Finally, Jobs posted a statement on the Apple site last week. He acknowledged he had a "hormone imbalance" that caused him to lose weight throughout 2008. He says it's being treated, and that he expects to regain his lost weight by spring.
That contrasts with Apple's earlier statement, on Dec. 16, announcing that this year would be Apple's last Macworld, and Jobs would not deliver his traditional keynote. At the time, Apple cited only business reasons for the withdrawal, saying trade shows have become a "very minor part of how Apple reaches its customers."
The statement didn't mention Jobs' health. As a matter of fact, it didn't mention Jobs at all -- it just said that Philip Schiller, Apple senior VP of worldwide product marketing, will deliver the keynote, a job which has been Jobs' for a decade.
Is Jobs' health anyone's business? Jupiter Research analyst Michael Gartenberg, and other Apple defenders, say no, it's a private matter. I disagree. Jobs' health is relevant as long as he has chosen to make himself a public figure. He is the face and spokesman for Apple, credited with its current success, and the company has no visible plan for succession. Investors identify Apple's success with Jobs, and they're afraid every time they think Jobs might become incapable of running the company. We see those fears when Apple's stock drops every time Jobs sneezes or stubs a toe.

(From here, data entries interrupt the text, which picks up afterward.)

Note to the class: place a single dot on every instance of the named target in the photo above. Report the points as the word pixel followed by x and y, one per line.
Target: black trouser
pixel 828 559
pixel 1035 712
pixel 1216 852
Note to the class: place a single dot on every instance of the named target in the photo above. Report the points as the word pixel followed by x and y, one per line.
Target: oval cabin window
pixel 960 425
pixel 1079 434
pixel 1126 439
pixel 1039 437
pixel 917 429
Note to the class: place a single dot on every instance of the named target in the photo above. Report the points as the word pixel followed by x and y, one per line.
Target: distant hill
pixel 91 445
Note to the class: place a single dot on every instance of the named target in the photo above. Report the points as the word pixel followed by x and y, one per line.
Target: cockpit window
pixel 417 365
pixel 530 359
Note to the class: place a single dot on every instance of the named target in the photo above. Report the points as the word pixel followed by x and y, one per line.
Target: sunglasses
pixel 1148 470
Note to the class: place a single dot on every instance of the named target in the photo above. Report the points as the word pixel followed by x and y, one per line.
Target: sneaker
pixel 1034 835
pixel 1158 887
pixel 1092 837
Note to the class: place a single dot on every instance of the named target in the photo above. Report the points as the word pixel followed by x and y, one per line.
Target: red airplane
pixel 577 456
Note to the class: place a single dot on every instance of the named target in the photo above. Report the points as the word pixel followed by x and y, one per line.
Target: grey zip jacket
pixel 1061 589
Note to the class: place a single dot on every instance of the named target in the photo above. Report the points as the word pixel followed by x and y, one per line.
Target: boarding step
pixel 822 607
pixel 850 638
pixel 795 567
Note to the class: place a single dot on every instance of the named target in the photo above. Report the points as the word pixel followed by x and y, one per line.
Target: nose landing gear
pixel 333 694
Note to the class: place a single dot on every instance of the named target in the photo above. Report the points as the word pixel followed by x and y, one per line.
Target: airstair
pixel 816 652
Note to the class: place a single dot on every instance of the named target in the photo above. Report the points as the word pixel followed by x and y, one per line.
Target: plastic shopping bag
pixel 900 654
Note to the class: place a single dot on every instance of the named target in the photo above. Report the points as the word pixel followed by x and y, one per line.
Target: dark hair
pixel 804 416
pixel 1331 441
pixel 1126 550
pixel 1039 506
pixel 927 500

If you are the CEO of a publicly traded company, anything that might affect your abilities to perform your duties is a matter of public record. That most emphatically includes your health. Don't like those rules? Retire. Take the company private.
And Jobs isn't just any CEO of any public company. Jobs has chosen to make himself the public face of Apple. He has worked to build a mystique around Apple, and focused that mystique on himself as its charismatic leader. If Jobs wants to take a piece of his privacy back, the company needs to be more communicative, and put other people in front of the cameras and microphone more frequently. (Indeed, this may be one of the motivations for Schiller taking over the Macworld keynote.) Until then, Jobs' health is going to continue to be a matter of public concern.